- Native name: Федір Тищук
- Born: Fedir Kostiantynovych Tyshchuk Znosychi, Rivne Oblast
- Allegiance: Ukraine
- Branch: Ukrainian Air Force
- Rank: Colonel
- Unit: 831st Tactical Aviation Brigade

= Fedir Tyshchuk =

Ukrainian military aviator

Fedir Kostiantynovych Tyshchuk (Іван Костянтинович Тищук, born in Znosychi, Rivne Oblast) is a Ukrainian military pilot ace 1st class, Colonel of the Air Force of the 831st Tactical Aviation Brigade of the Armed Forces of Ukraine.

==Biography==
As of 2004, Tyshchuk was the deputy commander of the 831st Tactical Aviation Brigade. He served as the head of the Southern Air Command. He is a member of the Ukrainian Falcons pilot group of the Ukrainian Air Force.

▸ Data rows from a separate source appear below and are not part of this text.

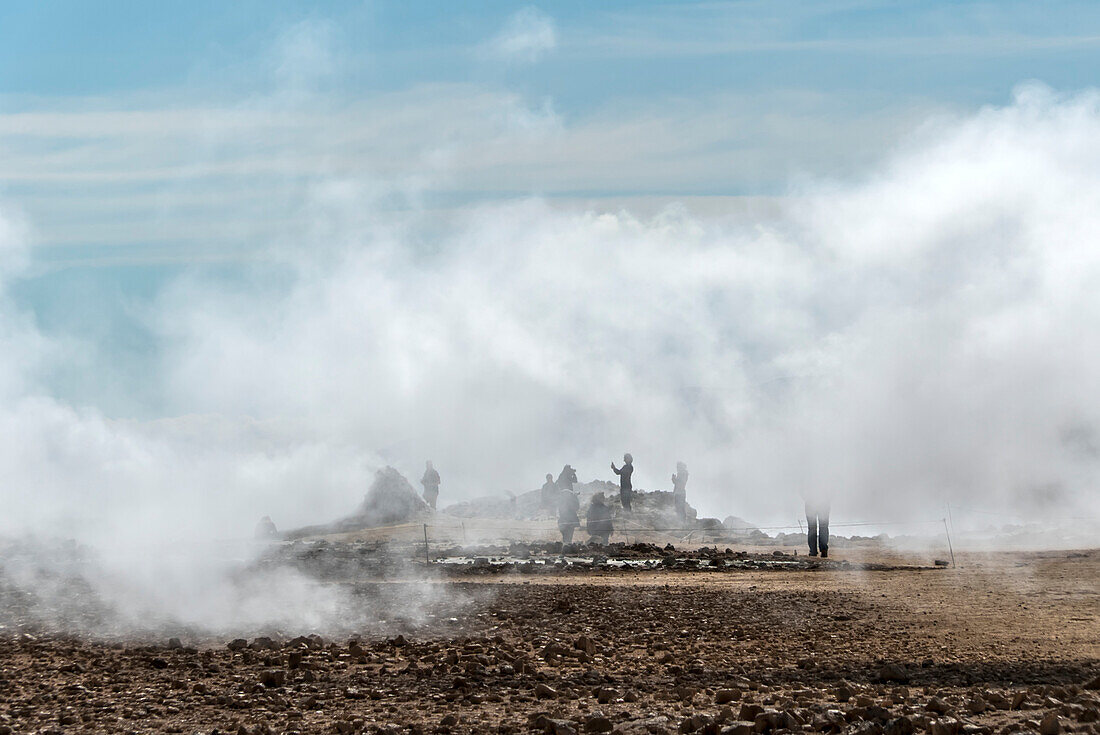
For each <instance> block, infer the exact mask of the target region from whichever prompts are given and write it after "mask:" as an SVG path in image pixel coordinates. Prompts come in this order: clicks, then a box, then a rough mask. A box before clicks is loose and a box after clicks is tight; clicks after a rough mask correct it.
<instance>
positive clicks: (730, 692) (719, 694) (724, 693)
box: [714, 689, 741, 704]
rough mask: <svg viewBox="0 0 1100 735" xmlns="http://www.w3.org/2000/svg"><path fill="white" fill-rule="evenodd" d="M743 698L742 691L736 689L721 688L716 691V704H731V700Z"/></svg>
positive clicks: (715, 694)
mask: <svg viewBox="0 0 1100 735" xmlns="http://www.w3.org/2000/svg"><path fill="white" fill-rule="evenodd" d="M740 698H741V693H740V692H739V691H737V690H736V689H719V690H718V691H717V692H715V693H714V703H715V704H729V703H730V702H736V701H737V700H739V699H740Z"/></svg>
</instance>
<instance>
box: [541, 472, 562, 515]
mask: <svg viewBox="0 0 1100 735" xmlns="http://www.w3.org/2000/svg"><path fill="white" fill-rule="evenodd" d="M557 504H558V484H557V483H555V482H554V481H553V475H552V474H550V473H547V481H546V482H543V483H542V489H541V490H540V491H539V507H540V508H541V509H543V511H551V512H552V511H553V509H554V506H555V505H557Z"/></svg>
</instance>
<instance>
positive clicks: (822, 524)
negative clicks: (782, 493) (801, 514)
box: [806, 494, 829, 558]
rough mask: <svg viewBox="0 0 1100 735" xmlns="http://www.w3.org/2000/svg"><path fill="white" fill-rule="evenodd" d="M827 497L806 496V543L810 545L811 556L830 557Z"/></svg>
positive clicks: (810, 555) (817, 496)
mask: <svg viewBox="0 0 1100 735" xmlns="http://www.w3.org/2000/svg"><path fill="white" fill-rule="evenodd" d="M828 506H829V502H828V498H827V497H821V496H815V495H809V494H807V495H806V541H807V542H809V544H810V556H811V557H816V556H817V552H818V551H821V555H822V558H826V557H828V511H829V507H828Z"/></svg>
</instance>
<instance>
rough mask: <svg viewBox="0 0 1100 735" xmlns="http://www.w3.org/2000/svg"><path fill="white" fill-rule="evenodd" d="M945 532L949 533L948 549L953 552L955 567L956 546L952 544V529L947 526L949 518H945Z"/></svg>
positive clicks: (953, 564) (954, 565) (947, 545)
mask: <svg viewBox="0 0 1100 735" xmlns="http://www.w3.org/2000/svg"><path fill="white" fill-rule="evenodd" d="M944 533H945V534H947V550H948V551H950V552H952V569H955V547H953V546H952V531H950V529H948V528H947V518H944Z"/></svg>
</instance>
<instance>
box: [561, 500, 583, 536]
mask: <svg viewBox="0 0 1100 735" xmlns="http://www.w3.org/2000/svg"><path fill="white" fill-rule="evenodd" d="M580 512H581V501H580V498H577V497H576V493H573V492H571V491H568V490H563V491H561V492H559V493H558V530H560V531H561V542H562V544H563V545H564V544H572V542H573V531H575V530H576V528H577V526H580V525H581V516H580Z"/></svg>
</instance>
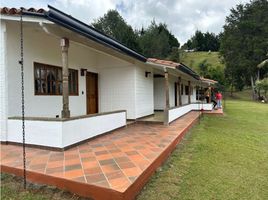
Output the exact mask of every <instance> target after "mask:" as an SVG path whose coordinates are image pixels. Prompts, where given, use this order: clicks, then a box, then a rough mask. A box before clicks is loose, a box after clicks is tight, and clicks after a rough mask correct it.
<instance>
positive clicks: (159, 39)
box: [139, 21, 180, 60]
mask: <svg viewBox="0 0 268 200" xmlns="http://www.w3.org/2000/svg"><path fill="white" fill-rule="evenodd" d="M139 44H140V47H141V49H142V53H143V54H144V55H145V56H146V57H155V58H161V59H165V58H167V57H168V56H169V55H170V54H173V55H171V56H172V58H173V59H175V60H177V59H178V55H177V54H178V52H176V51H175V50H174V49H175V48H177V49H178V48H179V46H180V44H179V42H178V40H177V39H176V38H175V36H174V35H172V34H171V33H170V31H169V30H168V29H167V25H166V24H162V23H159V24H156V22H155V21H152V23H151V25H150V26H149V27H148V28H147V29H145V30H144V29H142V31H141V34H140V37H139ZM172 50H173V51H172ZM174 57H175V58H174Z"/></svg>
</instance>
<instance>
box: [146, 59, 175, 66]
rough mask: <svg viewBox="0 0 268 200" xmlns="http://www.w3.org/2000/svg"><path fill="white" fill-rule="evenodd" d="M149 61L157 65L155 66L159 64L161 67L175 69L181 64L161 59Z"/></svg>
mask: <svg viewBox="0 0 268 200" xmlns="http://www.w3.org/2000/svg"><path fill="white" fill-rule="evenodd" d="M147 61H148V62H152V63H155V64H159V65H166V66H168V67H173V68H176V67H177V66H180V63H176V62H173V61H170V60H160V59H156V58H148V59H147Z"/></svg>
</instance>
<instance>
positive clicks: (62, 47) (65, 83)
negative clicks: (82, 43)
mask: <svg viewBox="0 0 268 200" xmlns="http://www.w3.org/2000/svg"><path fill="white" fill-rule="evenodd" d="M60 45H61V56H62V111H61V116H62V118H70V110H69V81H68V72H69V70H68V48H69V39H67V38H61V41H60Z"/></svg>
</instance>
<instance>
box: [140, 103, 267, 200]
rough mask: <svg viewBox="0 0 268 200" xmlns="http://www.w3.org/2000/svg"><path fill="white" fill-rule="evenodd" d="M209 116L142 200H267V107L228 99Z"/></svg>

Tyshchuk took part in the Timișoara 2000 air show in Romania, where he demonstrated the highest professional skills and was called the "King of the Air Ball". In 2004, he won an air show in Slovakia. In the same year, he was recognized as the best pilot at the 11th SIAD International Aviation Festival. For the best aerial demonstration, Lieutenant Colonel Fedir Tyshchuk was awarded the main prize, a combat saber, by the governor of South Moravia, Stanislav Juranenko, and the Chief of the General Staff of the Czech Republic Army, Lieutenant General Pavel Štefka, presented him with a commemorative medal. He also had victories in Romania, Austria and Turkey.

He mastered 5 types of combat aircraft. In 2000–2004, he was recognized as the best pilot in Europe. Some of the world's best aerobatics were created only by Colonel Fedir Tyshchuk. He was the teacher of General Vasyl Nikiforov.

Tyshchuk holds departmental awards from the Ministry of Defense of Ukraine.